Es la cámara, el punto de vista del jugador, la que otorga o niega existencia, y por eso la solución que ensaya A Way Out tiene un punto de salomónica. En uno de sus niveles, en una de sus pantallas, la pareja protagonista tiene que huir de un pistolero a sueldo, un tipo calculador y metódico que recorre los pasillos del complejo con la mortecina calma de un Terminator. Nunca acelera el paso, pero nunca aminora la marcha; Leo vuelca alguna estanterías, Vincent le arroja una papelera, y cuando llega el momento de bloquear las puertas y escapar por el conducto de ventilación la maniobra se siente urgente, desesperada, porque el juego ha decidido dividir la pantalla en tres cuadrantes equivalentes. El asesino existe porque podemos verlo, porque avanza hacia el pequeño cuarto de las escobas con una certeza que nunca podría encarnar una cuenta atrás, y esta vez no tenemos todo el tiempo del mundo para completar el puzzle porque la narración ha avanzado y el monstruo se ha quedado fuera del plano. Si algo es relevante para la historia, si algo está sucediendo y puede afectarnos el juego simplemente lo muestra, y por eso huimos de esa gasolinera más apresurados que nunca: la pantalla vuelve a dividirse, y un cliente visiblemente alterado le explica al oficial la pinta que tenía la pareja que acaba de pegar un palo. Al fondo, en la carretera, estamos nosotros.
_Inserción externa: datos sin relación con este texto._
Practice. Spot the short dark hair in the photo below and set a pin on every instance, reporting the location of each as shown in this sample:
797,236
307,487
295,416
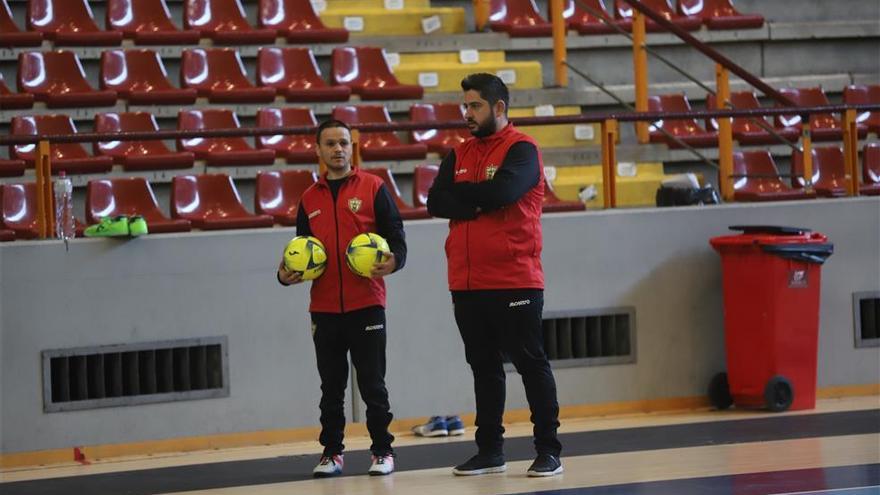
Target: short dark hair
328,124
490,87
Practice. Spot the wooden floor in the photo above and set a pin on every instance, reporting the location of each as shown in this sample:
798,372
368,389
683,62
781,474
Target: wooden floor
723,460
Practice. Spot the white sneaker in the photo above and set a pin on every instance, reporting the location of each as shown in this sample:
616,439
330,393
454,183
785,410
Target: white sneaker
328,466
382,465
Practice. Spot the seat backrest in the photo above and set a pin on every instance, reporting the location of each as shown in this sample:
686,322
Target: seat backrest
53,72
423,178
288,67
279,191
131,16
51,16
133,70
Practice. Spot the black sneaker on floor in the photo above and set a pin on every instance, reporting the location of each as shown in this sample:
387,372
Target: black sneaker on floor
545,465
481,464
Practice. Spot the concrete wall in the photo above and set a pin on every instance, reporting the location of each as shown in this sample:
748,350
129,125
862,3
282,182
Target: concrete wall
203,284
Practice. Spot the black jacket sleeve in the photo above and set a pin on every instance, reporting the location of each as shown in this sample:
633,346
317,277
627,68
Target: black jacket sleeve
443,200
390,225
518,173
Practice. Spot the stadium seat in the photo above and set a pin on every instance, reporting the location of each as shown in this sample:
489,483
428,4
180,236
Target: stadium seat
863,95
129,196
57,78
829,171
687,130
294,148
719,14
745,131
219,75
440,141
219,152
211,202
10,100
147,22
870,170
375,146
137,155
553,204
68,23
294,74
423,179
224,22
278,192
407,212
297,22
72,158
139,76
365,70
11,35
624,13
756,178
518,18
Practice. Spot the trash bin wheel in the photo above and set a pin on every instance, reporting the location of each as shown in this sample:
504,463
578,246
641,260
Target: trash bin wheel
778,394
719,392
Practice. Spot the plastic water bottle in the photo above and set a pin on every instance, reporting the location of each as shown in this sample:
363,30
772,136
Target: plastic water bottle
64,223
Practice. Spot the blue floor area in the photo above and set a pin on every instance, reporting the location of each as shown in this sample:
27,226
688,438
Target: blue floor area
844,480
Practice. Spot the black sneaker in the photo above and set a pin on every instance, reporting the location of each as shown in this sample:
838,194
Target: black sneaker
481,464
545,465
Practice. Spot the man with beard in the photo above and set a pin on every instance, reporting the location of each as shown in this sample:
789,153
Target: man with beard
491,189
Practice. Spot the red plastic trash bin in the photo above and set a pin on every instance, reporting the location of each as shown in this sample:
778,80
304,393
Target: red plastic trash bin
770,279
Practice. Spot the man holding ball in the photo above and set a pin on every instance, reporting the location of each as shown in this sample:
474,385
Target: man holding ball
348,310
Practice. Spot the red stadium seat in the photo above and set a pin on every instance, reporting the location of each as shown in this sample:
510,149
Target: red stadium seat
297,21
278,193
863,95
294,148
129,196
518,18
68,22
211,202
294,73
719,14
756,178
137,155
687,130
220,152
225,22
139,76
440,141
829,172
147,22
219,75
423,179
378,145
407,212
745,131
9,99
57,78
72,158
624,13
553,204
365,70
11,35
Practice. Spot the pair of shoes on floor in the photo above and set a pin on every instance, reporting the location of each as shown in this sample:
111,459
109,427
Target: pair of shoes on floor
331,465
118,226
440,426
544,465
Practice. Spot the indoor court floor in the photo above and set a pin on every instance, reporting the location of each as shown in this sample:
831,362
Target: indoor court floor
832,450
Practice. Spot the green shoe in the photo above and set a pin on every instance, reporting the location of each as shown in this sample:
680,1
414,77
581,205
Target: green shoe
137,225
109,227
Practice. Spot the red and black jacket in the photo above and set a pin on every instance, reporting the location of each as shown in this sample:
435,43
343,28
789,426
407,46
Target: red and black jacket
361,204
492,190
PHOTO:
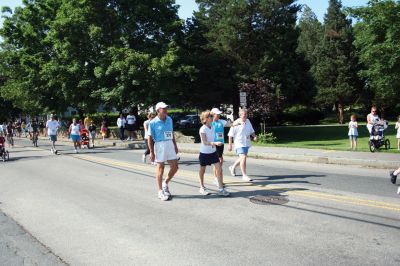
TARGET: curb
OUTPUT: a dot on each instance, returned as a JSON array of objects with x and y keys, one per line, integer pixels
[{"x": 378, "y": 164}]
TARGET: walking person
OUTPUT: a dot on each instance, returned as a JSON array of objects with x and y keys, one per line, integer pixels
[
  {"x": 104, "y": 129},
  {"x": 121, "y": 123},
  {"x": 240, "y": 136},
  {"x": 372, "y": 119},
  {"x": 74, "y": 132},
  {"x": 398, "y": 132},
  {"x": 87, "y": 122},
  {"x": 52, "y": 126},
  {"x": 208, "y": 154},
  {"x": 10, "y": 134},
  {"x": 218, "y": 125},
  {"x": 163, "y": 149},
  {"x": 150, "y": 116},
  {"x": 92, "y": 132},
  {"x": 130, "y": 125},
  {"x": 393, "y": 177},
  {"x": 353, "y": 132}
]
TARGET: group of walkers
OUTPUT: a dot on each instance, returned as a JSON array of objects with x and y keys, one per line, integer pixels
[{"x": 162, "y": 147}]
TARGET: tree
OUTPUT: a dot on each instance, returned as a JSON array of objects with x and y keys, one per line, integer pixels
[
  {"x": 260, "y": 39},
  {"x": 61, "y": 53},
  {"x": 378, "y": 41},
  {"x": 264, "y": 102},
  {"x": 336, "y": 66},
  {"x": 311, "y": 34}
]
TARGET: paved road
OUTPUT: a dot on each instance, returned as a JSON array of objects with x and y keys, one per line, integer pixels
[{"x": 100, "y": 208}]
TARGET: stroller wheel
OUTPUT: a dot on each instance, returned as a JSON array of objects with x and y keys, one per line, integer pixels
[
  {"x": 387, "y": 144},
  {"x": 371, "y": 145}
]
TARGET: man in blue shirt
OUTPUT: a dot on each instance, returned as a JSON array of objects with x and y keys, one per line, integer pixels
[{"x": 163, "y": 148}]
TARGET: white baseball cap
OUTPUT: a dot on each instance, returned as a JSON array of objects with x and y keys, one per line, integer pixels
[
  {"x": 161, "y": 105},
  {"x": 216, "y": 111}
]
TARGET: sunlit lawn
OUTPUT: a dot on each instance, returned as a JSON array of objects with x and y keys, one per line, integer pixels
[{"x": 332, "y": 137}]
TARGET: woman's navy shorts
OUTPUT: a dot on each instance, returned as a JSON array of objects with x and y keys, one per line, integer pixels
[{"x": 208, "y": 158}]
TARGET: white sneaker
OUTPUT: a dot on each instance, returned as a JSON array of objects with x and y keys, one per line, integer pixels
[
  {"x": 162, "y": 196},
  {"x": 216, "y": 182},
  {"x": 246, "y": 178},
  {"x": 203, "y": 191},
  {"x": 232, "y": 170},
  {"x": 223, "y": 192},
  {"x": 166, "y": 190}
]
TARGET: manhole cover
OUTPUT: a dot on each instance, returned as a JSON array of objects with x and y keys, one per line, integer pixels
[{"x": 265, "y": 200}]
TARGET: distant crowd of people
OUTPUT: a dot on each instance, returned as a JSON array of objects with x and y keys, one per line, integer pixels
[{"x": 161, "y": 146}]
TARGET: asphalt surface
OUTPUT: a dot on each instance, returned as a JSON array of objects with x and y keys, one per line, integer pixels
[{"x": 100, "y": 207}]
No es la primera vez que este principio de montaje en paralelo se utiliza para crear tensión, y jugando a A Way Out es frecuente acordarse de ese Jack Bauer al borde del colapso que intentaba decidirse entre el cable rojo y el negro mientras el presidente daba una rueda de prensa y sus compañeros del cuartel le machacaban los dedos con una grapadora a un señor sin permiso de residencia. Hazelight, el estudio responsable del juego, no está inventando la rueda, pero su verdadero hallazgo radica en utilizar el mismo recurso (o decenas de posibles variantes) para dibujar personalidades. Para representar lo que el videojuego siempre elige cortar, y para actuar como el contrapeso emocional de dos personajes complejos que no existen solo en las cinemáticas. Dos personas de carne y hueso que se saben perseguidas por su pasado, que maldicen y sufren y llaman a casa para prometer que todo irá bien, pero que también tienen tiempo para distraerse mirando la tele o haciendo el idiota con una máquina de refrescos. Y sobre todo, dos personas que, pese a su vínculo, existen de manera independiente y no funcionan en sincronía: una de las mayores y más refrescantes sorpresas que encierra el guión de A Way Out es su prodigiosa capacidad para saltar sin esfuerzo de la comedia al drama y vuelta a empezar, y nunca impacta más que cuando lo hace simultáneamente: cuando Vincent recibe una llamada que puede cambiar su vida mientras Leo nos regala la escena de la bicicleta. No os la perdáis.